外見はとてもボロで、地震が来たら真っ先につぶれそうな建物だ。

中は狭くもないが広くもない。

そこには、ビリヤード台2つに、トランプ用の机。

よくバーにあるカウンターが設置されている。

夜になると、そこらへんのギャンブラーたちが集う

いわば「老舗」である。

そこで働く一人の男、「フック」が

今日も少ない客の相手をしている。

45歳のオヤジっぽいやつで、

いかにも「マスター」と言う言葉が似合うようなやつである。

「マスター、いつものやつ2つで。」

「まかしといて。」

常連しかこの店だが、特に経営上の問題はないとおもうが

母は病気で入院しており、父は交通事故で死んでいた彼は

母の看病のために、日々金を稼いでいた。

専門は「トランプ」だが、ギャンブル関係はいろいろできる。


時間が経つにつれ、客もとうとう1人となり

そして、2時にはすべての客がいなくなった。


店閉めのため、外の看板をとりに出た。

とても寒い夜だった。息が白い。

暗い夜は、街の該当などで明るく照らされていた。

「寒い寒い。。。」


ぼろぼろの看板を持ち、店に入ろうとしたとき、

ポストに何やら白い封筒が入っていた。


「なんだこれ?」

差出人の欄には「西洋文化研究部」と書かれていた。

「なんかのいたずらか?」

不機嫌になりながら、とりあえず看板を店の中にしまって

ビリヤード台の上に座って、乱暴に封筒を開けた。


中には、紙が一枚入っていただけだ。




「どうゆうことだ?オレはこの変な会に選ばれたのか?」

続きを読んだ。



「この店が会をする場所だと?ふざけんな。ここはオヤジが一生懸命に立てた店なのに,へんな会のために使わせてたまるか。」

そのまま紙をくしゃくしゃにし、ゴミ箱へ投げ入れた。

そのままフックは自分の部屋へと戻った。

とても寒い夜だった。



次の日、特にいつもと変わらず

顔見知りの客が来ているだけで、変わりはない。

「なんだ、やっぱいたずらじゃん」

と安心していると、

「あっ!」

いた。
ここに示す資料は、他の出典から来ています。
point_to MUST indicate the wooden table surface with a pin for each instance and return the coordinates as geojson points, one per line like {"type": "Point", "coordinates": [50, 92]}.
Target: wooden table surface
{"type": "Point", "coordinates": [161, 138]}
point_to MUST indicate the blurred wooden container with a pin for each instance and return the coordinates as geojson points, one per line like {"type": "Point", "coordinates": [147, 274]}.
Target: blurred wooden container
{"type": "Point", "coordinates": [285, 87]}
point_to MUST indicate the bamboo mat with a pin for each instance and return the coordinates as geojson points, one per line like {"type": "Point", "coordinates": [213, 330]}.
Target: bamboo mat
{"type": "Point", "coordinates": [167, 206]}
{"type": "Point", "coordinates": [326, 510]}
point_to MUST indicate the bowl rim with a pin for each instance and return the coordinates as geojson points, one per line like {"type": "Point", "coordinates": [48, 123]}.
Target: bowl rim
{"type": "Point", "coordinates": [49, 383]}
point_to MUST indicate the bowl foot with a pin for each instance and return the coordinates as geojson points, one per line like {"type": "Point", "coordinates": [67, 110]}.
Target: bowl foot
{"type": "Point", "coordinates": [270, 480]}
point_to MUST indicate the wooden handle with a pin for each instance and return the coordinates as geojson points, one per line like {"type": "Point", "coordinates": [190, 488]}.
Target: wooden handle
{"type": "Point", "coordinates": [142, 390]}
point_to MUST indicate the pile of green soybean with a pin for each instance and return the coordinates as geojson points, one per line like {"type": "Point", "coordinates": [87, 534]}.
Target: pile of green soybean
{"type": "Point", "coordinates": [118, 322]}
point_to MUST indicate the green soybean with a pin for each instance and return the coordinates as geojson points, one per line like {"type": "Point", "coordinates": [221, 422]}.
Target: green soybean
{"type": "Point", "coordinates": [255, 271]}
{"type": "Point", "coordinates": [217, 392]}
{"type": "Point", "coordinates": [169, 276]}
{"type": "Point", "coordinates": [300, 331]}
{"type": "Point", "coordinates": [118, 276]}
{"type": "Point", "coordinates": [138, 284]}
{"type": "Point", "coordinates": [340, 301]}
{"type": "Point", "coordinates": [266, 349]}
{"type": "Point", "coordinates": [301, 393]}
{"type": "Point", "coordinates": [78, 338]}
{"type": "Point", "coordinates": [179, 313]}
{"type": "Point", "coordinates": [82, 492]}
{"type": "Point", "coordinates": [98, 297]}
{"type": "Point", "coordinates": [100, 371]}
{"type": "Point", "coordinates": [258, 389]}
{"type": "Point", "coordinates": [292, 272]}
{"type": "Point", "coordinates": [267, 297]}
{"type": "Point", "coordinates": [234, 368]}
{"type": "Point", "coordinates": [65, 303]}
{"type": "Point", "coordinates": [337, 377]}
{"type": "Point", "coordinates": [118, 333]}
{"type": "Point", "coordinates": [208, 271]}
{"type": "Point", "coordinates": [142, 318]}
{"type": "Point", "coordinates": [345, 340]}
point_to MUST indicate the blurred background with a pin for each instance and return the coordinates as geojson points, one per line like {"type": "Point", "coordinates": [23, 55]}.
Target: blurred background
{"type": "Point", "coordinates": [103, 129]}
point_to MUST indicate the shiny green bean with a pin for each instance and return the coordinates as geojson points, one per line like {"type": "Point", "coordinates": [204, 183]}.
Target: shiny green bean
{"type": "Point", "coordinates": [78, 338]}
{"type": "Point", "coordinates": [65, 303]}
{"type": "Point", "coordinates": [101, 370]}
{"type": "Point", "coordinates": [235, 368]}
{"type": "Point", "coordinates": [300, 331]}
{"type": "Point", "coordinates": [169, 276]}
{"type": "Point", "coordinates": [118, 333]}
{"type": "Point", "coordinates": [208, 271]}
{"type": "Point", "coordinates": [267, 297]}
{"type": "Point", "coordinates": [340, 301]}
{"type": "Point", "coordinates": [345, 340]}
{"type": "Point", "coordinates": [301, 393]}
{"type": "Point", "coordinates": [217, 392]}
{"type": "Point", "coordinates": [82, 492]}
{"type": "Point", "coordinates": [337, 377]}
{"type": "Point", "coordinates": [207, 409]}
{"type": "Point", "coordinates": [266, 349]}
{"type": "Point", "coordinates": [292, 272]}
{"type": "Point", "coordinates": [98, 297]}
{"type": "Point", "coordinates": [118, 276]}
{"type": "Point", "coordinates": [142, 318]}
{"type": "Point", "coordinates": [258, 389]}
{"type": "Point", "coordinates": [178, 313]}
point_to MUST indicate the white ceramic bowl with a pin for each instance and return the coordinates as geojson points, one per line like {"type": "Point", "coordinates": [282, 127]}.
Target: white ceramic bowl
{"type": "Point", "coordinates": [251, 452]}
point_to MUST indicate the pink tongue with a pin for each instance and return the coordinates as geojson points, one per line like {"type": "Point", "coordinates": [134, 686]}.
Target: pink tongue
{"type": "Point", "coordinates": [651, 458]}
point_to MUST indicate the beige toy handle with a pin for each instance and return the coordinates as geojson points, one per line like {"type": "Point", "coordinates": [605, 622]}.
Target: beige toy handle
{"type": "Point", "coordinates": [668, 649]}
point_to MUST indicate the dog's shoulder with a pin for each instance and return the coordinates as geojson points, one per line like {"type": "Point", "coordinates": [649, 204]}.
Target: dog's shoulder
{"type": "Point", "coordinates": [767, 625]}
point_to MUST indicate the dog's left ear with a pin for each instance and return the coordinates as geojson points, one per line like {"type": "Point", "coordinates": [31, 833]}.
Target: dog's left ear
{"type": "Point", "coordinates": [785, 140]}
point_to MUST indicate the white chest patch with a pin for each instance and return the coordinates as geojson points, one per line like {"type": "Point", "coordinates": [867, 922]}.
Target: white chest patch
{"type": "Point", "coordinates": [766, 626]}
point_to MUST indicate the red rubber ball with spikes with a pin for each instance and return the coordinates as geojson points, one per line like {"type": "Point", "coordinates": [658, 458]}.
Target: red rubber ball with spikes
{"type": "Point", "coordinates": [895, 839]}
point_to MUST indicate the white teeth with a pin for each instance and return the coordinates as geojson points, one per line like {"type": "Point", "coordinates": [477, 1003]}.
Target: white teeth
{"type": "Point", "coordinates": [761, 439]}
1人店の一番奥の席で見たことのない男が座っていた。

いつ来たのだろう。

まさか、朝から?

急に寒気が襲った。

やはり、あの手紙は本当だったんだ。

しかし時はすでに遅し。

外から続々と見知らぬ顔が集まる。


4人の男がそれぞれ離れた机に座った。


そして、その状態が続き

とうとう閉店の時間までその4人は残っていた。

そしてまた、扉が開いた。


外から見知らぬ女の人が入ってきた。


とうとう集まってしまったのである。